Time budget: DNS/TLS/connect - count explicitly or exclude equally.

Anti-patterns

One run → "output."

Mixing of modes (part cold, part warm) in one series.

A closed model instead of an open one for the Internet load → false "stability."

Unaccounted retrays → "RPS grows" at the cost of takes and cascading 5xx.
Comparison on different glands/cores/power circuits.
No profiling → blind optimization.
Playing with GC/heap without profile analysis → tail regression.

Practical recipes

Minimum Bench Pipeline Steps:

1. Fix the environment (script 'env _ capture. sh`).

2. Warm up (5-10 min), record frequencies/temperatures.

3. Conduct N repetitions of short + 1 long run.

4. Remove profiles (CPU/alloc/IO) at peak.

5. Calculate CI/graphs, collect artifacts.

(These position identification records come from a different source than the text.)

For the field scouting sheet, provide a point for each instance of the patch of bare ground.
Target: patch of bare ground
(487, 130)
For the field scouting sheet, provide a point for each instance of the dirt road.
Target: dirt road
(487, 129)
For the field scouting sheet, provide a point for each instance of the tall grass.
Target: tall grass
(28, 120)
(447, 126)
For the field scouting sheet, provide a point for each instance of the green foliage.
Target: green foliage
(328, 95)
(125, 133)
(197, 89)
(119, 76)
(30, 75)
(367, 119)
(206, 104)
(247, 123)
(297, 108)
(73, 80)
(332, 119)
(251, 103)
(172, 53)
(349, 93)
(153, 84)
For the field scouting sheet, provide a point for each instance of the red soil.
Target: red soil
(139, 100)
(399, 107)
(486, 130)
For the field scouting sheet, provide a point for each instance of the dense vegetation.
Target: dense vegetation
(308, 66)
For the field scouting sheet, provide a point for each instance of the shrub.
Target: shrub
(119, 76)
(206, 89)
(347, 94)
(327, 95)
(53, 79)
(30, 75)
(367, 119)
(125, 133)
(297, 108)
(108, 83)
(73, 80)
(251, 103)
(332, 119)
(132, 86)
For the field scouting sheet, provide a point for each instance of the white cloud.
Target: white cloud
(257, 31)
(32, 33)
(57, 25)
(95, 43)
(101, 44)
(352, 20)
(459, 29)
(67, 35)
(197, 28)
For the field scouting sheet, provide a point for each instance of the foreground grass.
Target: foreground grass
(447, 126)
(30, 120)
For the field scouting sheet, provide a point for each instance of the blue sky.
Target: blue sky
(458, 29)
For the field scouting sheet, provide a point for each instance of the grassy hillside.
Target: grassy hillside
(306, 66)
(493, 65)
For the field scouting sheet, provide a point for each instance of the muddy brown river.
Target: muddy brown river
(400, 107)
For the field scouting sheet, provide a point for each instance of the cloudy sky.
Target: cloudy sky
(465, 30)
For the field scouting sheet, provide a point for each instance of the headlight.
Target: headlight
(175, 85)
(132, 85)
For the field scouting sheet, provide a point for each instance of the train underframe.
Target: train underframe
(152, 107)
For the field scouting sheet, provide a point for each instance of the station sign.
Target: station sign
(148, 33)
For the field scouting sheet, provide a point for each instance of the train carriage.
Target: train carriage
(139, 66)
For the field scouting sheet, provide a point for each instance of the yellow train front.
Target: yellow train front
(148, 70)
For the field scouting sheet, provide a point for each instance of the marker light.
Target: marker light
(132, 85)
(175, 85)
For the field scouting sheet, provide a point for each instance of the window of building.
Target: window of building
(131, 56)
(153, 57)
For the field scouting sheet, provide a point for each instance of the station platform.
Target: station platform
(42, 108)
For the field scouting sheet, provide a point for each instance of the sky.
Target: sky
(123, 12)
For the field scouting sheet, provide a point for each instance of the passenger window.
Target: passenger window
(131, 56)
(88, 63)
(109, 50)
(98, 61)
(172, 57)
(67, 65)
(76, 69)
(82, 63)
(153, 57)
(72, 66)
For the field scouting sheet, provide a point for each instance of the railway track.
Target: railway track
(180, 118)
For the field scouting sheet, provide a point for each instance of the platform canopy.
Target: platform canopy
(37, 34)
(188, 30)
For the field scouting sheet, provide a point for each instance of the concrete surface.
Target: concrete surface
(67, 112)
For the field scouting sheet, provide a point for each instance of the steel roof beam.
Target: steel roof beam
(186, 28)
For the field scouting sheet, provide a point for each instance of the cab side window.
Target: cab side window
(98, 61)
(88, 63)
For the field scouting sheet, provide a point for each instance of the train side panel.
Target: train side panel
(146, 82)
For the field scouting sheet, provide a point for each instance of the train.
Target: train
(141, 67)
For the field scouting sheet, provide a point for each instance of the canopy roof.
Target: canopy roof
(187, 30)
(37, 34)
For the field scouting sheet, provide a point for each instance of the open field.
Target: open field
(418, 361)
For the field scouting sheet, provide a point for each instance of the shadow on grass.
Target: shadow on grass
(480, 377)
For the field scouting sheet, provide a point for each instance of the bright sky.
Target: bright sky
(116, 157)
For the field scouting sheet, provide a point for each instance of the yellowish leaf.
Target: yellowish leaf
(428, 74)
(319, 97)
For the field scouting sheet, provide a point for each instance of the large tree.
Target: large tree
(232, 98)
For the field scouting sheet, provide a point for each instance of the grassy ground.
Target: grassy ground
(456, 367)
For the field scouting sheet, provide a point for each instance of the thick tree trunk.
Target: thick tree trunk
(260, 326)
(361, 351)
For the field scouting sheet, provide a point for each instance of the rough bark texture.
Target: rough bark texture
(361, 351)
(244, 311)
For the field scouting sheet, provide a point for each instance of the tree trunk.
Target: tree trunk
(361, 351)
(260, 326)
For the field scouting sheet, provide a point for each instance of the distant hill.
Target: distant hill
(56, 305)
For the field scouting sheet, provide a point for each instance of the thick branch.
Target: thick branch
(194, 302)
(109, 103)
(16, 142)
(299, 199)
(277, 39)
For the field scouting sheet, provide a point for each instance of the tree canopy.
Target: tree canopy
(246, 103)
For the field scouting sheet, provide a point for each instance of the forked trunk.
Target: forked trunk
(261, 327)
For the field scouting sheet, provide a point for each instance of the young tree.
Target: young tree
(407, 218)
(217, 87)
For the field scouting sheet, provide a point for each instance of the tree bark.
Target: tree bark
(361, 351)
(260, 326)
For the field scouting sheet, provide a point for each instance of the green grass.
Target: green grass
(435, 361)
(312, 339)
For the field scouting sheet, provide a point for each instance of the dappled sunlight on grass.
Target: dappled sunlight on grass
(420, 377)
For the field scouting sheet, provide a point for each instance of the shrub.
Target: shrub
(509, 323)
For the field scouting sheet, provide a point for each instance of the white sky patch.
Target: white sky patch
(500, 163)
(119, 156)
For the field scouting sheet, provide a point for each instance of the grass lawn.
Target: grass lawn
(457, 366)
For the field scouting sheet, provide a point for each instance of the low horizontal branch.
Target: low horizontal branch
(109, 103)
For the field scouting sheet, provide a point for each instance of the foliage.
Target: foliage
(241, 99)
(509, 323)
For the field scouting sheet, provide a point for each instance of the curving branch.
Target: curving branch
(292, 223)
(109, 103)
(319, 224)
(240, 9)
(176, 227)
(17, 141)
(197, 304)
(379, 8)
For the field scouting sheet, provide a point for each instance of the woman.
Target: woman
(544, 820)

6. Solution: accept/reject the hypothesis, form the next steps.

Capacity curve:
  • RPS steps (10% of the step) → fix p95/errors → find the "knee."
  • We build a schedule of RPS→latency and RPS→CPU: we see the border and the cost of further%.

iGaming/fintech specific

Cost per millisecond: Rank improvements by $ effect (conversion/churn/PSP limits).
Peaks (matches/tournaments): spike + plateau benchmarks with TLS/CDN/cache warming up.
Payments/PSP: measure end-to-end with sandbox limits, idempotency and reactions to degradation; fix Time-to-Wallet with proxy metrics.
Anti-fraud/bot filters: include a rule profile in the macro bench (false-positive-rate, latency additive).
Leaders/jackpots: Test hot keys/ranking, locks, atomicity.

Benchmarking checklist

  • Hypothesis/metrics/success criterion.
  • Variable monitoring (power/NUMA/IRQ/network/cache).
  • Run plan (replicas, duration, warm-up)
  • Cold/warm separation.
  • Profiling enabled (CPU/alloc/IO/DB).
  • Statistics: CI, significance tests, graphs.
  • Artifacts and repro scripts in the repository (IaC for the bench).
  • Report with "improvement cost" and recommendations.
  • regression perf.

Mini-report (template)

The goal is to reduce the p95 API by 15% without CPU growth> 10%.
Method: A/B, k6 open-model 1k rps, 10 × 3 runs, warm cache.
Total: p95 − 12% [− 9%; − 15%], CPU + 6%, 5xx unchanged.
Flamegraph: ↓ JSON serialization (− 30% CPU), the bottleneck has shifted to the database.
Decision: accept optimization; the next step is to batch database requests.
Artifacts: graphics, profiles, configs, raw JSON.

Total

Good benchmarking is rigorous methodology + fair comparisons + statistical validity + profiling + reproducibility. Hypothesize, control the environment, read confidence intervals, publish artifacts and make decisions on the cost of improvement. So you will not get a beautiful figure in the presentation, but a real increase in the speed and predictability of the platform.